Not long after we moved here, my husband took me to his favorite spot in Golden Gate Park, the rhododendron Dell (then still in full glory). We’d moved here from dreary Kansas in winter and I was gobsmacked to see these trees fluffy with crimson, fuchsia and pale pink blossoms, the color of dawn. It felt like we’d landed in Oz.
That was 35 years ago and in all that time since I’ve lived a block from the park and visited it almost every day. I’ve walked my dog, run, biked, pushed a stroller across most of its 1,070 acres and love them all. The park has been my front yard, my back yard — the backdrop, really, to much of my life.
My memories of the park are mostly a a montage of picnics and playgrounds, birthday parties and soccer games, Hardly Strictly Bluegrass concerts, bison watching and spotting coyotes and hawks. Of walks west through its woodsier, more tangly and wilder parts where you could almost pretend you’d left the city. Of walks east toward the more manicured gardens and the indisputably urban attractions like the museums or Japanese Tea Garden. And so, so, so many outings that began under blessedly sunny skies and ended in cold clammy fog.
I remember watching my kids climb the twisting tea trees near the polo fields, and taking them foraging for berries in the then thick brambles surrounding the Chain of Lakes. I felt grateful to be able to give these country experiences to my thoroughly citified children.

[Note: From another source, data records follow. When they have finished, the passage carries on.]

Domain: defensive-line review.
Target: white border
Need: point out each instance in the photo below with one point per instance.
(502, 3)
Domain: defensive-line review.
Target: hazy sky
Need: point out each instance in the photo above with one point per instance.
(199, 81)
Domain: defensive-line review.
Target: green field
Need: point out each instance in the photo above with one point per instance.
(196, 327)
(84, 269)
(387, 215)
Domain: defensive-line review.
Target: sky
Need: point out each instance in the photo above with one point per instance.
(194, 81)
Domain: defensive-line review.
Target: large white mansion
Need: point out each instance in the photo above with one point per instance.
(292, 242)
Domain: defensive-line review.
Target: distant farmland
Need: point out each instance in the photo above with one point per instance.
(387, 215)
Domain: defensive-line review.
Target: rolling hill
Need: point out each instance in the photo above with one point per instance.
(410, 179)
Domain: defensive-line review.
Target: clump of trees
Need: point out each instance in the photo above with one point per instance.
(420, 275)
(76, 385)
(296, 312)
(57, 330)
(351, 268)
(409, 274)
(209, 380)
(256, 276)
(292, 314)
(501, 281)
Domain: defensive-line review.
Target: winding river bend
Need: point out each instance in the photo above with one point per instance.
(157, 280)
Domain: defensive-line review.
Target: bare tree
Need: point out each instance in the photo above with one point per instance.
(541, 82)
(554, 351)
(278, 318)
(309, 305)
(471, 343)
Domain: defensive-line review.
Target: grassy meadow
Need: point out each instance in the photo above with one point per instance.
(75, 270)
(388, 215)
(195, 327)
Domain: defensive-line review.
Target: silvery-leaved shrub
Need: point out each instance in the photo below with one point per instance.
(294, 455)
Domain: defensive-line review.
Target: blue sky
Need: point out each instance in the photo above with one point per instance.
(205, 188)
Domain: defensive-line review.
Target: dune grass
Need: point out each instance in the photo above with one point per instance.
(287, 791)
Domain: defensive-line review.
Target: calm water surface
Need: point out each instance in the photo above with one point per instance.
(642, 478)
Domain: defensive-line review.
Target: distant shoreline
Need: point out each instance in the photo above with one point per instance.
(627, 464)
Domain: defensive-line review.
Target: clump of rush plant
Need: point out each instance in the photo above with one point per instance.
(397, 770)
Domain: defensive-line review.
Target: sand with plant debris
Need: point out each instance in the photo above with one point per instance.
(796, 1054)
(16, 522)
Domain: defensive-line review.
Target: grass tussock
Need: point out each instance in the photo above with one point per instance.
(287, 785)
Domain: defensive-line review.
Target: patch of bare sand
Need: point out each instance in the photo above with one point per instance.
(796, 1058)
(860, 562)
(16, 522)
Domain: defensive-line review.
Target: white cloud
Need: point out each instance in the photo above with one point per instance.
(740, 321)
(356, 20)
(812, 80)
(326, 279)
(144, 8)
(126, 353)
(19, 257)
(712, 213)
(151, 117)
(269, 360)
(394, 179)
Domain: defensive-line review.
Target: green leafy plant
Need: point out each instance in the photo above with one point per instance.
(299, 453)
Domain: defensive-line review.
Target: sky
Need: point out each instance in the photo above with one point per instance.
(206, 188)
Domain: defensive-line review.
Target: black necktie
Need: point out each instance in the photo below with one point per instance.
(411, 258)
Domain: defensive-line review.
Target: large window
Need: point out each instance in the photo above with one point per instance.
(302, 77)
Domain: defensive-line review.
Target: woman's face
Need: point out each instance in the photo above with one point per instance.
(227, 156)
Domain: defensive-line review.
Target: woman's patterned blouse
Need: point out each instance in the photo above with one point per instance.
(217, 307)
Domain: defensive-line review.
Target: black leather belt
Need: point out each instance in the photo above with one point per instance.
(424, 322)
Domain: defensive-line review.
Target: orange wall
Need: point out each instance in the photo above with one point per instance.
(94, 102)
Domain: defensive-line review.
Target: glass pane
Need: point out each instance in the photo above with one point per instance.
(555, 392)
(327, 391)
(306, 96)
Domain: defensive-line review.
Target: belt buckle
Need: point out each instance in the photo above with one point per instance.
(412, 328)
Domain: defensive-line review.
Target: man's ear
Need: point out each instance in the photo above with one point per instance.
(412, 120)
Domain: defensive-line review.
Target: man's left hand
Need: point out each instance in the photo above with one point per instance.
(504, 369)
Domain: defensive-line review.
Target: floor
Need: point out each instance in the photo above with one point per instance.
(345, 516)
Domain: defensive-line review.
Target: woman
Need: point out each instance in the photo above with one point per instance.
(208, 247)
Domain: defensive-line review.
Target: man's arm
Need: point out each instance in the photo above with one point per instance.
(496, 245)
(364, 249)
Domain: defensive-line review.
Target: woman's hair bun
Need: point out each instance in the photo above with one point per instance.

I recall the morning I looped the park’s dusty trails in a stunned state, trying to absorb the terrible 6 AM phone call that brought news my dad had died.
But the memory that always bubbles up when I think about the park is of a winter day decades ago when my two squirrely young sons were quarantined with chicken pox. Mammoth storms had shut down the city. The park was our only escape. It was quiet – no cars or people -- and the wind and rain had left a thick carpet of needles on the ground. It felt like we had stepped through a magic door into a paradise of our very own. We giggled with pleasure.
I’m struck that this moment – out of my bajillion in Golden Gate Park—has stayed so sharp in my mind. I think it’s because it captures my own intimate connection to the park – and maybe how people come to claim a sense of ownership in any park or public space. That was probably how many San Franciscans felt at the height of the pandemic, when the park was one of the few public places offering relief from lockdown.
Thanks to the pandemic, when I was more grateful than ever for Golden Gate Park, I began thinking about it in a way I hadn’t been before. I grew more curious. I vaguely knew the land where the park sits had once all been sand dunes. Wait! How were acres of sand transformed into acres of woods and grassy meadows and formal gardens? Who was behind that feat? Has it changed much since its earliest days?
The questions multiplied: where did the bison come from? Why do the lakes occasionally go dry? What’s it like for unhoused people who live there? How do the gardeners spend their days? When did the coyotes arrive and the ravens appear? What’s the origin of the Japanese Tea Garden? Does anyone actually use the Horseshoe Pits? Can this vast green place survive drought and climate change? What does it mean to have a “natural” space that is almost entirely artificial? What role does the park play in the life of the city?
So I’ve been doing what any journalist would do: reading, talking to people involved with the park as employees, volunteers, visitors, afficionados; digging out pieces of its past and exploring its present. This won’t be an exhaustive history or A to Z tour. Like any good day in the park, it will be more of a ramble. I’m out to learn about the people -- and plants and animals – that make it the place that I love. I hope you’ll join me.